Chouaib.S
Venu dans la province d’Al Haouz pour vanter les « réalisations » de son gouvernement, Aziz Akhannouch s’attendait probablement à une démonstration de soutien orchestrée par les élus locaux de son parti. Il a finalement été confronté à une tout autre réalité : celle d’une population encore meurtrie, impatiente et de plus en plus exaspérée par la lenteur de la reconstruction et par des promesses qui tardent à se concrétiser.
Présentée comme une étape de communication politique à l’approche des prochaines échéances électorales, la rencontre a rapidement pris une tournure embarrassante. Brouhaha, sifflets et slogans en dialecte local ont interrompu à plusieurs reprises l’intervention du chef du gouvernement, notamment lorsqu’il détaillait les réalisations que son parti entend mettre à son actif.
Mais face au récit officiel, certains citoyens ont opposé une réalité beaucoup moins flatteuse. Ils ont notamment rappelé que, près de trois ans après le séisme qui a ravagé la région, des familles sinistrées seraient encore confrontées à des conditions de vie extrêmement difficiles, certaines vivant toujours sous des abris précaires.
Le contraste est saisissant : d’un côté, un pouvoir qui met en avant les milliards mobilisés et les chantiers réalisés ; de l’autre, des victimes qui demandent simplement à retrouver un toit digne, des services publics fonctionnels et des conditions de vie normales.
Des contradicteurs ont également contesté certaines annonces concernant la réactivation de services dans des centres de santé et des établissements scolaires.

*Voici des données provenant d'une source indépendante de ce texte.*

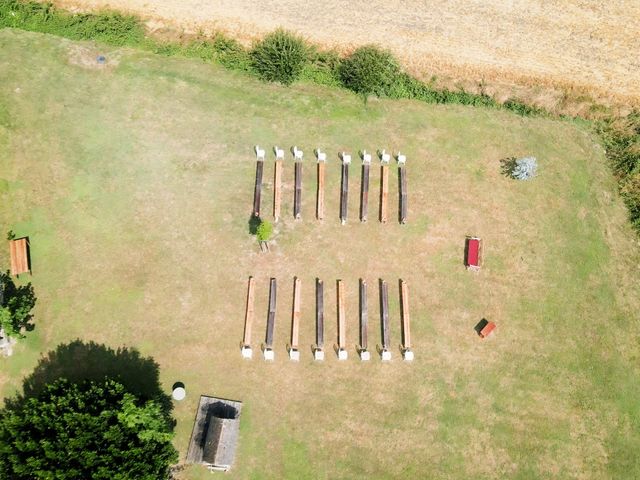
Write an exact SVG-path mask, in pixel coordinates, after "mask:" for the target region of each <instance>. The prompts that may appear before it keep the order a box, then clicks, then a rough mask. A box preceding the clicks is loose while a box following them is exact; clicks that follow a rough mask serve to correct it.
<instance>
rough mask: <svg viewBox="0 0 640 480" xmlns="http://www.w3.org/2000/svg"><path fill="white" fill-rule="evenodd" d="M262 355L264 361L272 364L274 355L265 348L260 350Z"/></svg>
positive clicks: (271, 352)
mask: <svg viewBox="0 0 640 480" xmlns="http://www.w3.org/2000/svg"><path fill="white" fill-rule="evenodd" d="M262 354H263V355H264V359H265V360H267V361H270V362H273V360H274V359H275V354H274V352H273V350H271V349H270V348H265V349H264V350H262Z"/></svg>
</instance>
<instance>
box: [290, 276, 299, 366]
mask: <svg viewBox="0 0 640 480" xmlns="http://www.w3.org/2000/svg"><path fill="white" fill-rule="evenodd" d="M300 287H301V282H300V279H299V278H298V277H296V278H294V279H293V309H292V312H291V343H290V344H289V358H290V359H291V360H293V361H295V362H297V361H299V360H300V350H299V349H298V337H299V333H300V308H301V306H300Z"/></svg>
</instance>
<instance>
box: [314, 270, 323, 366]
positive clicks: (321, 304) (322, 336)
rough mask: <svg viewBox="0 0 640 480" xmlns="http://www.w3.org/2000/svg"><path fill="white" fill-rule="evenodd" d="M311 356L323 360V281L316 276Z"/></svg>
mask: <svg viewBox="0 0 640 480" xmlns="http://www.w3.org/2000/svg"><path fill="white" fill-rule="evenodd" d="M313 358H315V359H316V360H324V283H323V282H322V280H320V279H319V278H316V344H315V346H314V348H313Z"/></svg>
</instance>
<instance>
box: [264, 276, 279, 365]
mask: <svg viewBox="0 0 640 480" xmlns="http://www.w3.org/2000/svg"><path fill="white" fill-rule="evenodd" d="M276 288H277V284H276V279H275V278H272V279H271V280H270V281H269V311H268V313H267V333H266V335H265V340H264V345H263V347H262V352H263V354H264V359H265V360H273V359H274V353H273V332H274V329H275V323H276Z"/></svg>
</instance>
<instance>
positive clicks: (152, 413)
mask: <svg viewBox="0 0 640 480" xmlns="http://www.w3.org/2000/svg"><path fill="white" fill-rule="evenodd" d="M172 430H173V421H172V419H171V417H170V416H169V415H168V414H167V413H166V412H164V411H163V409H162V407H161V405H160V404H159V403H157V402H156V401H154V400H147V401H141V400H139V399H138V398H137V397H136V396H134V395H133V394H131V393H129V392H127V390H126V389H125V387H124V386H123V385H122V384H120V383H118V382H116V381H114V380H110V379H105V380H103V381H84V382H80V383H72V382H70V381H68V380H66V379H59V380H56V381H54V382H53V383H50V384H48V385H46V386H45V387H44V389H43V390H42V391H41V392H40V393H39V394H38V395H37V396H33V397H28V398H22V397H19V398H15V399H11V400H9V401H7V404H6V406H5V407H4V408H3V409H2V410H0V478H11V479H15V480H22V479H54V478H55V479H86V478H92V479H96V480H101V479H105V480H106V479H109V480H125V479H138V480H147V479H148V480H157V479H166V478H169V467H170V466H171V464H172V463H174V462H175V461H176V460H177V452H176V450H175V449H174V447H173V445H172V443H171V438H172V436H173V433H172Z"/></svg>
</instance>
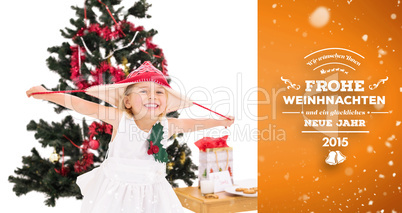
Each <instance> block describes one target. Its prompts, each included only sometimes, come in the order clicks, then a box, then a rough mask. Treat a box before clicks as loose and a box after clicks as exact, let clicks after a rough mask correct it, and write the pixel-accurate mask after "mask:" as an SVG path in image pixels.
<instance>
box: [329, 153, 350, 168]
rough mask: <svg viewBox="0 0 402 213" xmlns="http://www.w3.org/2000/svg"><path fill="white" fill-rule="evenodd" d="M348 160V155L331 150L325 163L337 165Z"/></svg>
mask: <svg viewBox="0 0 402 213" xmlns="http://www.w3.org/2000/svg"><path fill="white" fill-rule="evenodd" d="M345 160H346V156H345V155H343V154H342V153H341V152H340V151H331V152H329V154H328V157H327V158H326V159H325V163H327V164H328V165H336V164H340V163H343V162H344V161H345Z"/></svg>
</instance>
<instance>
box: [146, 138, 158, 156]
mask: <svg viewBox="0 0 402 213" xmlns="http://www.w3.org/2000/svg"><path fill="white" fill-rule="evenodd" d="M149 145H150V146H149V149H148V152H147V153H148V155H152V154H156V153H158V152H159V147H158V146H156V145H154V144H153V143H152V141H150V142H149Z"/></svg>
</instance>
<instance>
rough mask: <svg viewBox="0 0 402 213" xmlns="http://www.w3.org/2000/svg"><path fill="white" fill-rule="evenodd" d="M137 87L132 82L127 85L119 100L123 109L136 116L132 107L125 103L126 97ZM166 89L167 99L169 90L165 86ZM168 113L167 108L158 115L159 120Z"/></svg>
mask: <svg viewBox="0 0 402 213" xmlns="http://www.w3.org/2000/svg"><path fill="white" fill-rule="evenodd" d="M134 87H135V84H131V85H129V86H127V87H126V89H125V90H124V93H123V96H122V97H120V100H119V109H120V110H122V111H125V112H126V113H127V114H128V115H129V116H130V117H134V115H133V112H132V111H131V109H127V108H126V105H125V104H124V97H126V96H129V95H130V94H131V93H132V91H133V89H134ZM163 89H164V90H165V94H166V100H167V99H168V92H167V90H166V89H165V88H163ZM165 115H166V108H165V110H164V111H163V112H162V113H161V114H160V115H159V116H158V118H159V120H161V119H162V117H163V116H165Z"/></svg>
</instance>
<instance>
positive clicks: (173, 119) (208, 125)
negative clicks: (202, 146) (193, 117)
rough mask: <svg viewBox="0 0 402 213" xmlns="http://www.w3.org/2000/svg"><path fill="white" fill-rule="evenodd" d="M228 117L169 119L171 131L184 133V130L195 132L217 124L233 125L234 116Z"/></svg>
mask: <svg viewBox="0 0 402 213" xmlns="http://www.w3.org/2000/svg"><path fill="white" fill-rule="evenodd" d="M228 117H229V118H230V119H231V120H228V119H219V120H217V119H176V118H171V119H169V132H170V133H171V135H172V134H174V133H184V132H194V131H199V130H203V129H209V128H212V127H217V126H225V127H228V126H231V125H232V124H233V122H234V117H233V116H228Z"/></svg>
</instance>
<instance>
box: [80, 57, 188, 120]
mask: <svg viewBox="0 0 402 213" xmlns="http://www.w3.org/2000/svg"><path fill="white" fill-rule="evenodd" d="M138 82H155V83H157V84H159V85H161V86H163V87H164V88H165V89H166V91H167V92H168V98H167V103H166V105H167V106H166V112H167V113H168V112H172V111H176V110H178V109H183V108H186V107H189V106H192V105H193V102H192V101H191V100H190V99H189V98H187V97H185V96H183V95H181V94H180V93H178V92H176V91H174V90H173V89H172V88H171V87H170V85H169V84H168V82H167V80H166V78H165V76H164V75H163V73H162V72H161V71H160V70H158V69H157V68H155V67H154V66H153V65H152V64H151V62H149V61H146V62H144V63H143V64H142V65H141V66H140V67H138V68H137V69H135V70H134V71H132V72H131V73H130V74H129V75H128V76H127V78H126V79H124V80H122V81H119V82H116V83H114V84H104V85H97V86H92V87H89V88H87V89H86V92H85V93H87V94H88V95H91V96H94V97H96V98H99V99H101V100H103V101H105V102H107V103H109V104H111V105H114V106H117V107H118V105H119V100H120V98H122V97H123V94H124V91H125V89H126V88H127V86H129V85H132V84H135V83H138Z"/></svg>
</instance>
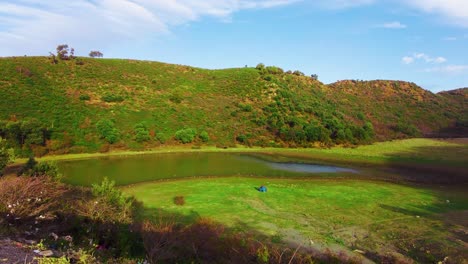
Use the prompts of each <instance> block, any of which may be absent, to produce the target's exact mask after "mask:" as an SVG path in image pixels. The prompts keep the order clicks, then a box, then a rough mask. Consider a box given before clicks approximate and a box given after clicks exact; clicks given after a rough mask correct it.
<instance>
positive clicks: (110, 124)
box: [96, 119, 120, 144]
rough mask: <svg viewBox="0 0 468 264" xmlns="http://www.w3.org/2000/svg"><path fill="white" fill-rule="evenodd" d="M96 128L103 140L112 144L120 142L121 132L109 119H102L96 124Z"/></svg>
mask: <svg viewBox="0 0 468 264" xmlns="http://www.w3.org/2000/svg"><path fill="white" fill-rule="evenodd" d="M96 128H97V130H98V133H99V135H100V137H101V138H102V139H105V140H106V141H107V142H109V143H110V144H114V143H115V142H117V141H119V138H120V136H119V131H118V130H117V128H115V126H114V122H112V121H111V120H109V119H102V120H100V121H99V122H97V123H96Z"/></svg>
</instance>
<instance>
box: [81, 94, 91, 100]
mask: <svg viewBox="0 0 468 264" xmlns="http://www.w3.org/2000/svg"><path fill="white" fill-rule="evenodd" d="M90 99H91V96H89V95H87V94H81V95H80V100H81V101H89V100H90Z"/></svg>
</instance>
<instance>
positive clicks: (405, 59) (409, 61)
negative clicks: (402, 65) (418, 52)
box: [401, 56, 414, 64]
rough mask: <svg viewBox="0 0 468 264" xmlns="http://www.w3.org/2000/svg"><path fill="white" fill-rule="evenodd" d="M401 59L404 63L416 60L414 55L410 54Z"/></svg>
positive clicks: (403, 62)
mask: <svg viewBox="0 0 468 264" xmlns="http://www.w3.org/2000/svg"><path fill="white" fill-rule="evenodd" d="M401 61H402V62H403V63H404V64H411V63H413V62H414V58H413V57H408V56H405V57H403V58H402V59H401Z"/></svg>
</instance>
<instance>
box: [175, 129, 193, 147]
mask: <svg viewBox="0 0 468 264" xmlns="http://www.w3.org/2000/svg"><path fill="white" fill-rule="evenodd" d="M196 135H197V131H196V130H195V129H192V128H186V129H181V130H179V131H177V132H176V133H175V139H177V140H179V141H180V142H182V143H184V144H187V143H191V142H193V141H194V140H195V136H196Z"/></svg>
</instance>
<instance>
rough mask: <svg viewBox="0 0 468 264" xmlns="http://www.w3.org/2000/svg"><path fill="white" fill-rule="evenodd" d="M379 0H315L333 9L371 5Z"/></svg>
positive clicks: (320, 4) (339, 8)
mask: <svg viewBox="0 0 468 264" xmlns="http://www.w3.org/2000/svg"><path fill="white" fill-rule="evenodd" d="M377 1H379V0H315V1H314V3H316V4H318V5H320V6H322V7H326V8H332V9H345V8H352V7H357V6H364V5H370V4H373V3H375V2H377Z"/></svg>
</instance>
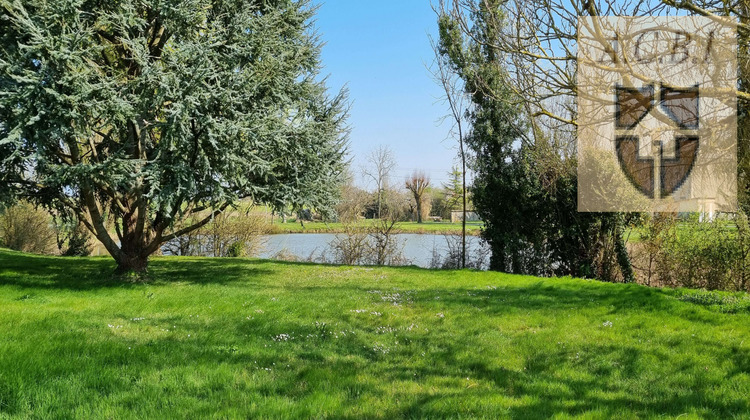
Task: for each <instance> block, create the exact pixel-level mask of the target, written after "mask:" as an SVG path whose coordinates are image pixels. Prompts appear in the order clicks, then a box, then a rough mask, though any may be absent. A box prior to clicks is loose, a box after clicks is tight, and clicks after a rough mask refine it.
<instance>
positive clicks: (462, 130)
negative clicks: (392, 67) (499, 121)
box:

Selon leurs témoignages, plusieurs structures demeureraient confrontées au manque de personnel ou de responsables, tandis que certains projets d’infrastructures accusent encore des retards.
Quand la communication politique se heurte à la colère populaire.
L’épisode du Haouz est révélateur d’un malaise plus profond. À force de multiplier les annonces et de présenter chaque chantier comme une preuve éclatante de réussite, le gouvernement prend le risque de creuser davantage l’écart entre sa communication et le vécu quotidien des citoyens.
Le problème n’est évidemment pas de nier les réalisations qui ont effectivement été accomplies. Il est de savoir si celles-ci répondent réellement aux besoins des populations les plus vulnérables et si les engagements pris après le séisme ont été tenus dans les délais annoncés. Car lorsqu’un responsable politique vient réclamer des applaudissements à une population qui estime encore attendre des réponses concrètes, la confrontation devient inévitable. Et cette colère ne concerne pas uniquement le Haouz. Elle s’inscrit dans un climat plus général de défiance à l’égard d’une classe dirigeante souvent accusée de vivre dans un autre Maroc : celui des grandes fortunes, des intérêts économiques et des cercles privilégiés, tandis qu’une partie de la population peine à joindre les deux bouts.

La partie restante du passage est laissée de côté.